Local Responses to Global Market Pressures in the Textile and Apparel Industry: Evidence from Six Northern Italian Companies

Friday, 3 July 2015: 10:15 AM-11:45 AM
TW1.2.01 (Tower One)
Ruggero Golini, University of Bergamo, Bergamo, Italy
Barbara Resta, University of Bergamo, Bergamo, Italy
Stefano Dotti, University of Bergamo, Bergamo, Italy
Matteo Kalchschmidt, University of Bergamo, Bergamo, Italy
In the last decades the textile and apparel industry has undergone a radical process of globalization of the value chain. The production phases have been split up in numerous stages that are performed in several different countries in the World before reaching the final markets. In this process, the barycenter of the value chains has moved increasingly towards the East, as demonstrated by World Trade Organization (WTO) trend statistics: in the textile industry, between 2007 and 2013 the value of the export as increased by 22% reaching a total value of $ 205 billion with China accounting for almost 35% of the global export and Europe and USA accounting for about 35% of the global imports. Similar figures are observed in the apparel industry.

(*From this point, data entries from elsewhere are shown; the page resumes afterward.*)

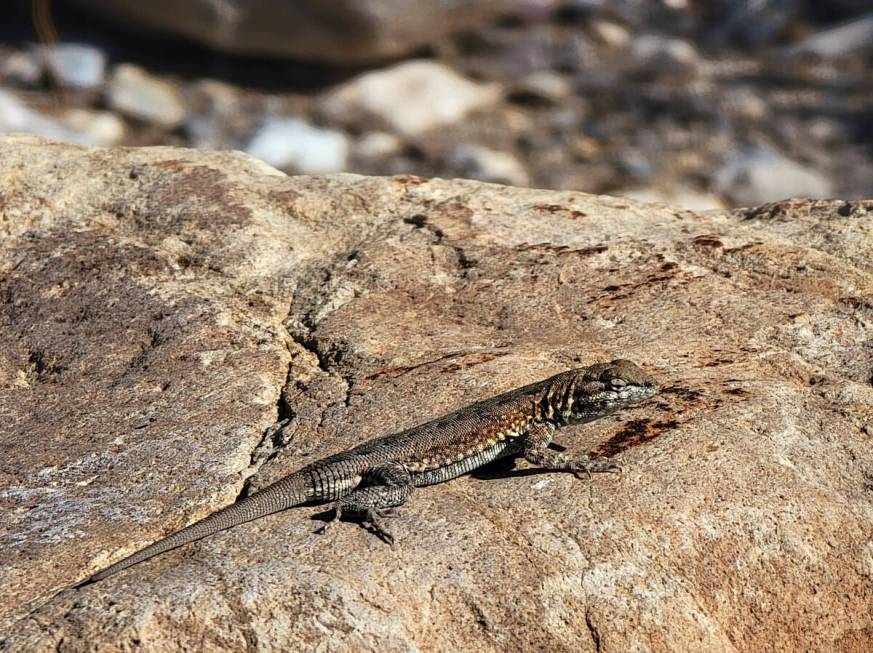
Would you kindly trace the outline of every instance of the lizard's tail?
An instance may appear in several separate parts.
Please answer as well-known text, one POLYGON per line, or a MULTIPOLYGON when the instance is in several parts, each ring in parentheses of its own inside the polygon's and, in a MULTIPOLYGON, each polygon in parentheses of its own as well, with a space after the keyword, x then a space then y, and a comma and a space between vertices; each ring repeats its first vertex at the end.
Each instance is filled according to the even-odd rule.
POLYGON ((165 551, 194 542, 218 531, 223 531, 258 517, 270 515, 274 512, 305 503, 309 500, 308 487, 309 485, 304 477, 297 474, 286 476, 259 492, 226 506, 208 517, 204 517, 200 521, 194 522, 190 526, 178 530, 144 549, 140 549, 123 560, 119 560, 114 565, 106 567, 106 569, 79 583, 77 587, 103 580, 107 576, 111 576, 122 569, 127 569, 143 560, 148 560, 165 551))

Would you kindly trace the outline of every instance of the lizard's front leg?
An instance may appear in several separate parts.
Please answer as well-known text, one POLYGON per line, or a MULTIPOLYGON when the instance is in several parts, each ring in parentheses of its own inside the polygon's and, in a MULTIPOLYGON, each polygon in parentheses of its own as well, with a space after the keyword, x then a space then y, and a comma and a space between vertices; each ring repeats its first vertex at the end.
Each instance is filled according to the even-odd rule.
POLYGON ((527 433, 527 442, 524 447, 524 459, 534 465, 560 471, 573 472, 576 477, 582 478, 586 474, 591 478, 596 472, 617 472, 621 467, 607 458, 570 458, 559 451, 549 449, 549 443, 555 434, 554 424, 537 424, 527 433))
POLYGON ((406 503, 414 489, 412 477, 400 463, 389 463, 370 470, 364 482, 364 487, 353 490, 336 502, 333 519, 319 532, 326 531, 344 513, 351 513, 359 516, 376 535, 393 544, 394 536, 382 526, 381 518, 389 515, 393 508, 406 503))

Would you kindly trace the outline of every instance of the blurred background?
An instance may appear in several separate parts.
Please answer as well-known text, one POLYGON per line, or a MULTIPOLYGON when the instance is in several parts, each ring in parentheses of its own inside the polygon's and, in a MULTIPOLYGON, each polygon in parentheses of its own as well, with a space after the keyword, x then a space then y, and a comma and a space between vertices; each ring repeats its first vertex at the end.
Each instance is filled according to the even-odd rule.
POLYGON ((7 0, 0 132, 690 208, 873 197, 873 0, 7 0))

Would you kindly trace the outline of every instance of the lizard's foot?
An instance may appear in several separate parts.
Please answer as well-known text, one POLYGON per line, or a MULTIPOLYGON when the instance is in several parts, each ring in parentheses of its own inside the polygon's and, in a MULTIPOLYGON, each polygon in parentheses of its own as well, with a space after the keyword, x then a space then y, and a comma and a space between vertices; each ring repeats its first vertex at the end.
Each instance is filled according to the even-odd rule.
POLYGON ((379 539, 388 544, 394 544, 394 536, 385 530, 382 525, 382 518, 396 515, 397 511, 393 508, 387 510, 374 510, 370 508, 364 513, 361 523, 373 532, 379 539))
POLYGON ((332 528, 335 524, 339 523, 340 517, 343 515, 343 509, 337 505, 333 509, 333 517, 328 519, 324 524, 315 529, 315 532, 318 535, 324 535, 327 533, 327 529, 332 528))
POLYGON ((582 478, 582 474, 588 480, 591 480, 592 474, 600 474, 604 472, 621 472, 621 465, 611 462, 608 458, 580 458, 570 461, 567 469, 576 476, 582 478))
MULTIPOLYGON (((354 514, 357 511, 353 511, 350 514, 354 514)), ((394 544, 394 536, 385 529, 382 525, 382 519, 385 517, 393 517, 397 514, 397 510, 395 508, 384 508, 382 510, 377 510, 374 508, 368 508, 360 514, 360 522, 361 525, 371 531, 374 535, 379 537, 384 542, 388 544, 394 544)), ((334 515, 320 527, 318 527, 315 532, 318 535, 324 535, 328 529, 333 528, 335 524, 340 522, 340 518, 343 516, 342 506, 339 504, 334 508, 334 515)))

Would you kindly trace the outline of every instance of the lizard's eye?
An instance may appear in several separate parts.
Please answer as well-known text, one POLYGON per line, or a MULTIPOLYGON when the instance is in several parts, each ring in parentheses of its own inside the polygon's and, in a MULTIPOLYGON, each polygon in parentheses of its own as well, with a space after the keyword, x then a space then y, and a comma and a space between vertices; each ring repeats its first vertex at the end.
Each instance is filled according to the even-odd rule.
POLYGON ((613 388, 623 388, 627 385, 627 381, 625 381, 624 379, 610 379, 609 384, 613 388))

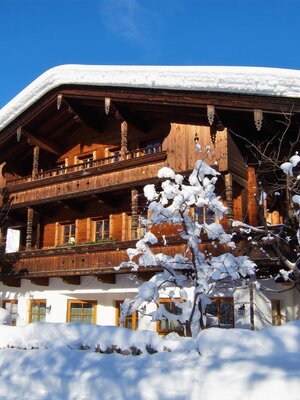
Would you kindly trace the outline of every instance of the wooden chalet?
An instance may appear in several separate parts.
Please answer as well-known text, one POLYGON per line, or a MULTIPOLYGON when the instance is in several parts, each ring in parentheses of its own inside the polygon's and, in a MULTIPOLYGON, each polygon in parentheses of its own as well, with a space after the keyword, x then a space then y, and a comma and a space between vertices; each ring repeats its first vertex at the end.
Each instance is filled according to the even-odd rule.
MULTIPOLYGON (((129 271, 114 267, 143 232, 144 185, 157 182, 163 166, 191 171, 195 141, 210 146, 209 162, 222 175, 218 190, 229 209, 222 224, 259 224, 247 141, 271 138, 287 114, 294 137, 299 98, 82 82, 45 91, 0 131, 2 247, 8 229, 19 232, 17 248, 5 256, 2 288, 18 293, 27 282, 41 292, 55 279, 76 291, 86 277, 117 287, 129 271)), ((283 217, 272 215, 274 223, 283 217)), ((162 229, 167 251, 179 252, 174 229, 162 229)))

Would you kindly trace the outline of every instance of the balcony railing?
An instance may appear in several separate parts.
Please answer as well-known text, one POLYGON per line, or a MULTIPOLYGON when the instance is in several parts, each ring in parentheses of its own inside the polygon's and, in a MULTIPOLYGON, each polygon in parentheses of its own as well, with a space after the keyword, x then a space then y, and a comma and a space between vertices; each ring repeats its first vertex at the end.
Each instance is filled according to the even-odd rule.
MULTIPOLYGON (((181 238, 172 237, 169 240, 170 244, 167 248, 164 248, 163 242, 154 246, 155 252, 161 253, 164 250, 167 254, 174 255, 184 251, 181 238)), ((8 253, 6 257, 11 261, 12 268, 8 271, 7 277, 116 273, 118 270, 115 267, 118 267, 123 261, 128 261, 126 249, 134 247, 135 243, 136 240, 108 241, 8 253)))
POLYGON ((132 151, 128 151, 125 153, 125 157, 121 157, 120 153, 115 153, 110 157, 98 158, 97 160, 88 160, 81 162, 79 164, 69 165, 69 166, 60 166, 57 168, 49 169, 47 171, 39 172, 35 177, 32 176, 24 176, 22 178, 13 179, 7 182, 8 187, 21 185, 23 183, 40 181, 47 178, 53 178, 56 176, 70 174, 76 171, 85 171, 90 170, 92 168, 101 167, 103 165, 113 164, 124 160, 130 160, 134 158, 149 156, 152 154, 157 154, 162 151, 161 145, 146 147, 142 149, 135 149, 132 151))

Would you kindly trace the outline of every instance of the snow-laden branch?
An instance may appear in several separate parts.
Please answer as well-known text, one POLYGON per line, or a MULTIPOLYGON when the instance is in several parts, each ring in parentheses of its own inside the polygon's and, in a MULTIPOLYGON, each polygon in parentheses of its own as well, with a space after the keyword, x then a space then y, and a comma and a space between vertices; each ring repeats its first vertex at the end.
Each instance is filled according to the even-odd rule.
MULTIPOLYGON (((205 307, 210 303, 210 293, 218 281, 238 281, 254 273, 256 265, 246 256, 234 256, 235 245, 232 235, 225 232, 217 222, 227 213, 220 196, 215 192, 219 172, 205 161, 196 162, 188 179, 176 174, 172 169, 164 167, 159 170, 160 187, 147 185, 144 195, 148 201, 149 218, 146 226, 149 231, 137 243, 135 248, 127 250, 129 261, 120 264, 119 268, 129 267, 137 271, 140 267, 155 267, 161 270, 149 282, 144 282, 138 295, 128 299, 123 305, 122 317, 142 304, 154 302, 157 310, 151 313, 152 319, 179 321, 185 326, 186 333, 198 333, 204 327, 205 307), (215 216, 214 223, 200 220, 197 211, 209 212, 215 216), (175 225, 185 249, 183 254, 169 255, 155 253, 153 246, 158 242, 151 232, 154 226, 175 225), (203 237, 210 242, 213 255, 204 251, 201 244, 203 237), (186 290, 192 287, 192 295, 186 290), (160 303, 161 295, 167 296, 172 307, 166 309, 160 303), (180 301, 176 298, 179 297, 180 301), (179 310, 179 311, 178 311, 179 310)), ((167 248, 167 242, 164 240, 167 248)))

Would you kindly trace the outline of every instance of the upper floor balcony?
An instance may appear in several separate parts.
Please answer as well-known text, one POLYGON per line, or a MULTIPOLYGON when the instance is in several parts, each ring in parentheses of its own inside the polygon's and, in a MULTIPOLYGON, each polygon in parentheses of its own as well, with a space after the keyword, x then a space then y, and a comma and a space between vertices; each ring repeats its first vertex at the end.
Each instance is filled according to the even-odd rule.
POLYGON ((47 199, 68 199, 154 178, 166 157, 161 145, 127 151, 124 155, 116 152, 109 157, 59 165, 34 176, 7 180, 6 186, 16 208, 47 199))

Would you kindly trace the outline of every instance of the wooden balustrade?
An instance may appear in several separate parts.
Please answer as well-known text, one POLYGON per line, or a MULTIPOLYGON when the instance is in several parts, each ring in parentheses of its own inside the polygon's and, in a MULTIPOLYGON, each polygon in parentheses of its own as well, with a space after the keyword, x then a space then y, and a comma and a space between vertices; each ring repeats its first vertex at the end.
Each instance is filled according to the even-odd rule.
MULTIPOLYGON (((186 243, 183 239, 178 236, 170 236, 166 240, 167 246, 164 246, 163 241, 160 240, 157 245, 151 246, 152 251, 156 254, 164 253, 170 256, 184 253, 186 243)), ((202 252, 220 255, 228 251, 225 245, 220 245, 218 248, 212 247, 210 240, 204 235, 202 240, 200 244, 202 252)), ((129 240, 10 253, 6 255, 6 258, 8 261, 11 260, 11 268, 3 271, 2 279, 129 273, 131 271, 128 268, 120 269, 118 267, 122 262, 128 261, 126 250, 134 248, 135 243, 135 240, 129 240)), ((244 254, 248 245, 247 240, 240 240, 236 244, 234 254, 244 254)), ((250 256, 261 268, 265 268, 268 274, 277 260, 276 254, 273 258, 265 257, 258 249, 254 249, 250 256)), ((159 269, 157 266, 148 268, 150 270, 159 269)))
MULTIPOLYGON (((90 275, 105 272, 125 272, 115 269, 121 262, 128 261, 126 249, 134 247, 135 241, 106 242, 55 247, 42 250, 10 253, 8 258, 15 260, 10 276, 39 277, 61 275, 90 275)), ((163 243, 153 247, 156 253, 175 255, 184 251, 181 238, 170 238, 170 245, 163 243)), ((128 273, 128 270, 126 270, 128 273)))
MULTIPOLYGON (((162 151, 161 146, 147 147, 143 149, 135 149, 132 151, 128 151, 125 154, 125 160, 130 160, 132 158, 149 156, 152 154, 157 154, 162 151)), ((60 166, 58 168, 49 169, 47 171, 40 171, 34 177, 33 176, 24 176, 21 178, 13 179, 7 182, 7 186, 13 187, 24 183, 40 181, 47 178, 53 178, 56 176, 61 176, 65 174, 70 174, 76 171, 84 171, 91 168, 101 167, 103 165, 112 164, 120 162, 121 155, 116 153, 113 156, 99 158, 97 160, 89 160, 79 164, 69 165, 69 166, 60 166)))

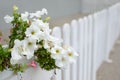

This evolving competitive landscape put in great difficulty the suppliers in developed countries, often located in the so called industrial districts. These companies have been put under pressure by an increasing competition from Far East suppliers and a concentrating power of their customers. Even if the majority of these companies has faced shrunk margins and many exited the business, a quite relevant number is still active and profitable.

As a consequence, in this paper we aim to explore how a set of Northern Italian textile companies reacted to the above mentioned global shifts and upgraded their business to keep competing on the market. Moreover, we aim to assess the role of sustainability in these upgrading processes.

For this purpose, we adopt the lenses of the global value chain. First of all, we have developed a GVC map. Next, from secondary sources, we have analyzed the supply chain and sustainability strategies of a set of global “buyers” (brand owners and retailers), namely: LVMH, Nike, Adidas, ZARA, BENETTON, H&M and Levis. This step of the analysis was helpful to understand what is happening downstream in the value chain and what is the context that the suppliers have to face. Next we have interviewed 6 Italian companies that are with different degrees involved in production activities and we have analyzed their upgrading strategies. Finally, we analyzed which sustainability initiatives are adopted by these companies and to what extent these initiatives are triggered by the customers.

The results of this paper show that even if these companies are placed in the same geographical area, the way in which they have upgraded is very different and company-specific. However, a common trait can be identified, that is all of these companies heavily invested on quality and control of design and innovation activities. In a couple of cases, these companies built up a renowned brand thus increasing their bargaining power towards the customers.